Deep Madness takes the horror to the bottom of the ocean. This cooperative game has you searching through an ocean floor base, fighting monsters, and working together to get what you need to defeat the scenario and possibly get off of this base. This one would be harder in candle light because you need to see everything that is going on, but is still thematic to filled with monsters who are out to get you.
Why These Board Games?
Because I think they provide horror. I am going to do another list coming up here soon for games that give you more of that campy Halloween feel. There games are going to be horror which is something that board games don’t do all that well. Now, you need to provide some of your own suspense and I think doing a proper setting and proper look can create that.

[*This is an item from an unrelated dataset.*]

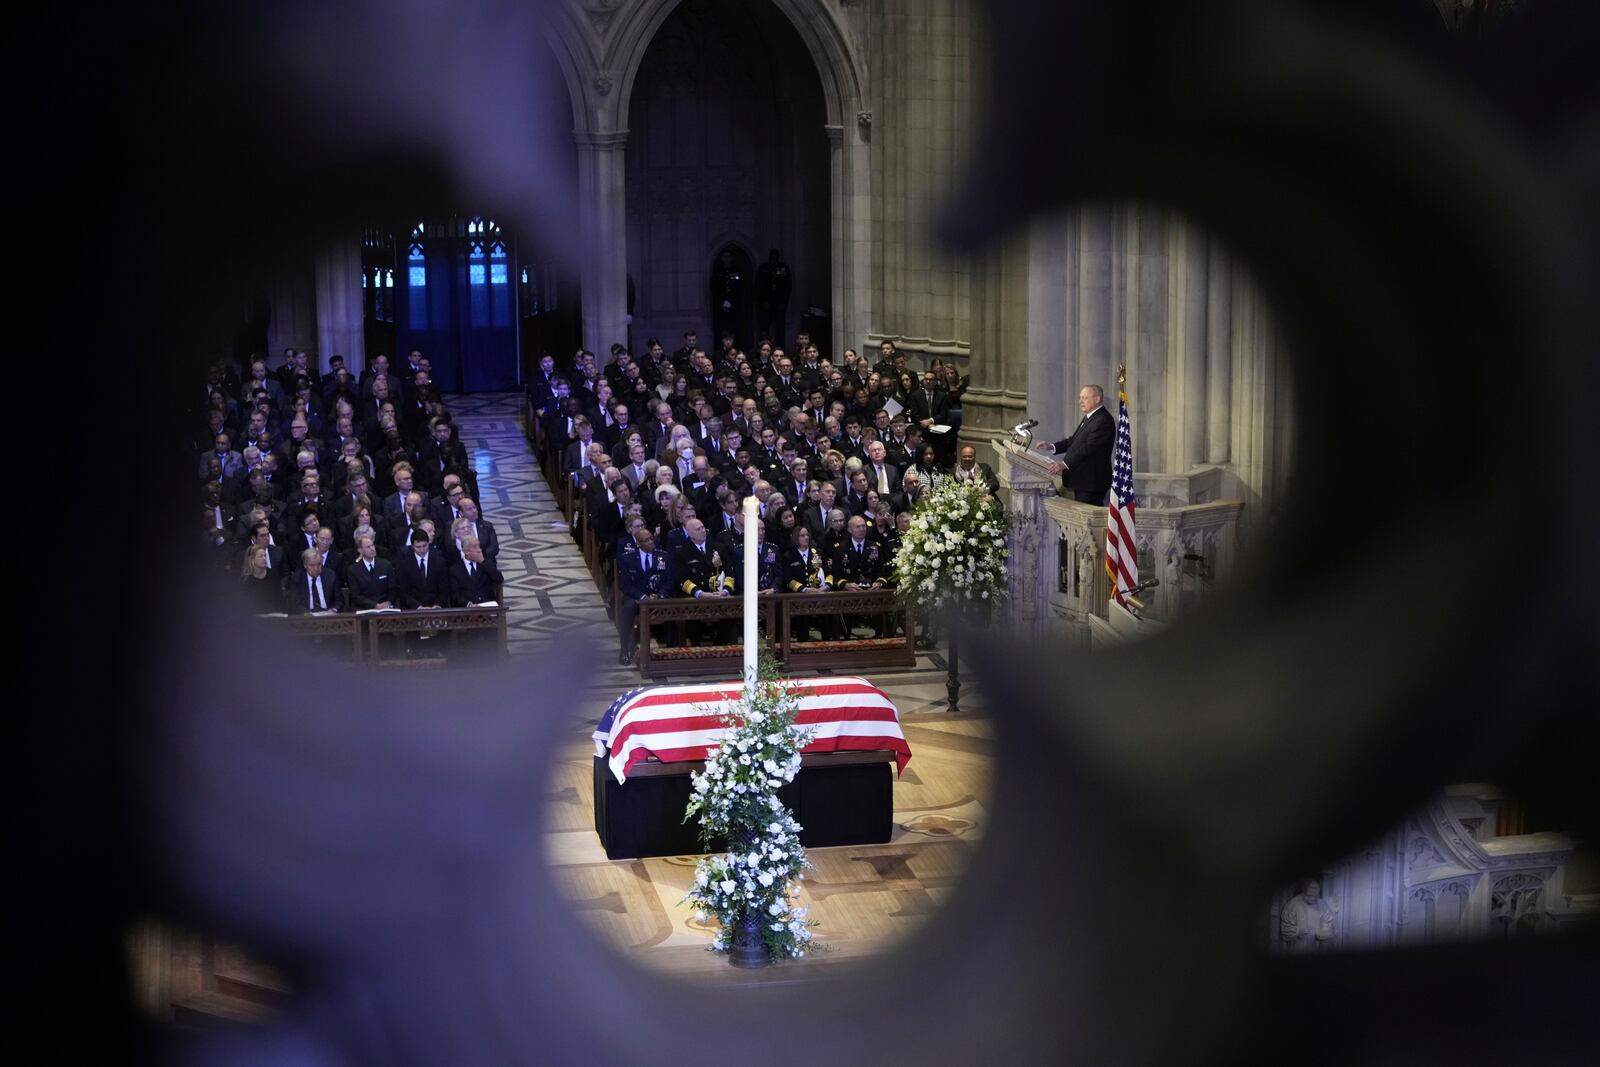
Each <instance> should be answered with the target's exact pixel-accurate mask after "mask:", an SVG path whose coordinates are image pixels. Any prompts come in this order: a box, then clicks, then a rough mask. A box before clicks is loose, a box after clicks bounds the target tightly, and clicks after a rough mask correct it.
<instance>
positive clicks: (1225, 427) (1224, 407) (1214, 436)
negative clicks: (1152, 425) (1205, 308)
mask: <svg viewBox="0 0 1600 1067" xmlns="http://www.w3.org/2000/svg"><path fill="white" fill-rule="evenodd" d="M1210 245H1211V248H1210V253H1208V256H1206V262H1208V267H1206V346H1205V354H1206V368H1205V382H1206V430H1205V459H1206V462H1214V464H1222V462H1227V461H1229V459H1232V458H1234V456H1232V453H1230V451H1229V438H1230V434H1229V430H1230V424H1232V413H1230V403H1229V402H1230V400H1232V395H1234V386H1232V382H1234V358H1232V357H1234V285H1232V278H1230V277H1229V264H1227V254H1226V253H1224V251H1222V250H1221V246H1219V245H1218V242H1210Z"/></svg>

I’d focus on a few things to create that tension. Firstly, keep it darker. Some of these games you can’t go too dark, I’d say Nemesis and Deep madness would be hard if it were too dark. But the Night Cage, you’ll be able to get quite dark with that. Either way, leverage less than normal light and less than normal light sources. Maybe you have a lamp on in the corner to give enough light but the rest of the table has candles around it.
Also think about the ambiance in terms of sound as well. Play spooky music, not Halloween party spooky music, but the stuff at a good haunted house, where doors creak, crows call out, and everything feels like it’s just off. There is enough noise to make it obvious, but still just quiet enough that everything feels out of place when there is a bigger noise.
Which of These Board Games Would Hit Your Table?
Right now the one I really want to get to the table is Night Cage, while the game play is fairly abstracted the tension of the game is a lot of fun. It’s a really enjoyable experience with the lights on, and I can see how in candle light the tension of slipping a tile, figuring out where to put it, hoping it isn’t a monster, it works so well. The candle slowly getting lower and lower as it goes.